I decided to set my game in a sewer underneath a modern-day city. I called it “Underground Adventure.” Many of the objects became gross, inappropriate things. The dragon became a giant, ferocious sewer rat. I thought irreverence and sarcasm would make for a unique game. I admired the wit of other text adventure games like Zork and tried to emulate that as much as I could within the existing framework I was using.

Of course, once I started tweaking the game, I began enhancing the code and adding features. I changed the game from two players alternating turns to a single player. I added routines to save and restore using the disk drives, new commands and puzzles, and some dynamic environment features – aspects that change as you play, like knocking a hole in a wall to allow travel in another direction.

I completed it in September 1984 and moved on to other things. But I would make two technological discoveries in the following years that gave me a chance to revisit the game.

Sometime in 2001 I discovered that some TRS-80 hobbyists had created emulators that would allow you to run TRS-80 programs on DOS computers. I installed one of them and set about rediscovering all my old TRS-80 stuff. In the process, I found a program called TRSCROSS that could read old TRS-80 floppy disks and translate TRS-80 BASIC code to GW-BASIC, which ran on DOS. It didn’t translate 100% of the old code, but it did enough that I was able to get my old text adventure running under DOS. From there, it was a simple process to convert it to Microsoft QuickBASIC and compile it to create a 16-bit executable version that ran on DOS and Windows 98. This set off another cycle of updates and enhancements, and by fall of 2002, I had a DOS/Windows version that I was happy with. But years later, once I upgraded to Windows 7, the 16-bit code would no longer run.

Then, just a month ago, I discovered QB64, an open-source BASIC development environment that can compile 32- and 64-bit executables from QuickBASIC code, by converting it to C++ under the covers. And I realized that Underground Adventure could be brought back from the dead one more time.

This time, I did almost a complete rewrite, replacing the endless strings of IF-THEN statements with structured code that was far more readable and easier to work with.

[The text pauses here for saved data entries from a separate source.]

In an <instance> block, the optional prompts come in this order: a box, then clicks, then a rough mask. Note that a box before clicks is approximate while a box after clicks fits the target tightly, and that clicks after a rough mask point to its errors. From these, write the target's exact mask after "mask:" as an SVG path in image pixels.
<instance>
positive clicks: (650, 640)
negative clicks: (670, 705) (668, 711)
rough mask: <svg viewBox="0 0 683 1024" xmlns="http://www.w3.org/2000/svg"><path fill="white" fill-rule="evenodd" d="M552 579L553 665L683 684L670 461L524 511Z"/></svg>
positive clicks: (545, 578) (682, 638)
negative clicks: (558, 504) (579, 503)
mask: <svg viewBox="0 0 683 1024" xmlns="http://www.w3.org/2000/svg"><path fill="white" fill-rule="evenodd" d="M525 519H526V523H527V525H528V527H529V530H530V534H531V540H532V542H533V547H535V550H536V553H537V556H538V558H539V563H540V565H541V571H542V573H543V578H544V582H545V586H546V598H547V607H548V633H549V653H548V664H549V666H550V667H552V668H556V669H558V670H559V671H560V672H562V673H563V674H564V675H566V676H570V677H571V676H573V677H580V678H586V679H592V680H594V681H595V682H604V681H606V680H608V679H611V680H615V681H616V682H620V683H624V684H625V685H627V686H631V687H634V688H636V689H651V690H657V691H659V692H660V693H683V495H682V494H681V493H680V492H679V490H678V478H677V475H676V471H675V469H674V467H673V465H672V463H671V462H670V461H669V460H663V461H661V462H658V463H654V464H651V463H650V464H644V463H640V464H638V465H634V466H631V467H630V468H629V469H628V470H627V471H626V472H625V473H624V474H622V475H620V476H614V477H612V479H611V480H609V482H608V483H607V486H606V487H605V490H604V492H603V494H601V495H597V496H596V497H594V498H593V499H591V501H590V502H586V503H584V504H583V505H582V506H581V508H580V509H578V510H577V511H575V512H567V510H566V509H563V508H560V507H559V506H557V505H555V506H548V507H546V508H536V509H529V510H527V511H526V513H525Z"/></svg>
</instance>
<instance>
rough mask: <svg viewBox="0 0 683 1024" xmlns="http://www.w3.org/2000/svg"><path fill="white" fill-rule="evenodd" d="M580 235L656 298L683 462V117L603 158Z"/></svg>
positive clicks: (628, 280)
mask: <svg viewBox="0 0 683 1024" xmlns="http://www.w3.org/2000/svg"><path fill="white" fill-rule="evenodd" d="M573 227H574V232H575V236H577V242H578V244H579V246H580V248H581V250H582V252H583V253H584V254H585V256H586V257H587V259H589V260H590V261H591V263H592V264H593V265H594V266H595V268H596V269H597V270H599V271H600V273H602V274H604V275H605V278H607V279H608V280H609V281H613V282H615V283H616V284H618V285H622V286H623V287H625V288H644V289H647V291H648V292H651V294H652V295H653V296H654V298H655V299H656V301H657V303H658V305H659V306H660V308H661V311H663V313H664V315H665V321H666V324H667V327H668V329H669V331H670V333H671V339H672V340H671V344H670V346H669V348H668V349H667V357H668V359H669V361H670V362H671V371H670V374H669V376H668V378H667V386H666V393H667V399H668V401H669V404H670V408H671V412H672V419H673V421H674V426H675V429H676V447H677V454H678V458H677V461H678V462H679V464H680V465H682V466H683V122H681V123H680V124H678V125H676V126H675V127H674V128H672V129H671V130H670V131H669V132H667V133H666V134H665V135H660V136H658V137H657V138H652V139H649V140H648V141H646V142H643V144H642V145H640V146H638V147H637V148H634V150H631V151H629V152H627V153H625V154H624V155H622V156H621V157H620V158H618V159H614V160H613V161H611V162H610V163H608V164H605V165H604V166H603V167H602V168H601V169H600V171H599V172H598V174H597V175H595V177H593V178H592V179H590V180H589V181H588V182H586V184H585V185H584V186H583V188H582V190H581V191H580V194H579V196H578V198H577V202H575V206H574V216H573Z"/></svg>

Then I started adding every feature I’d ever thought of during the previous development cycles, trying to anticipate every possible approach and command the player might use and making sure I handled them correctly. Finally, I rewrote much of the text, embellishing descriptions and details, and greatly increasing the level of sarcasm. And now I’m ready to release it into the world.

I think the main reason this project appeals to me so much is that it’s “Mike in a box” – a program full of smartass remarks that refuses to take itself (or you) seriously. It’s like having me available whenever you want (assuming you want that), even if I’m far away, or after I’m dead and gone, for that matter. The thing I loved most about the movie TRON was the concept that computer programs were digital manifestations of their creators. Underground Adventure is like a miniature version of me. And he’s a little bastard.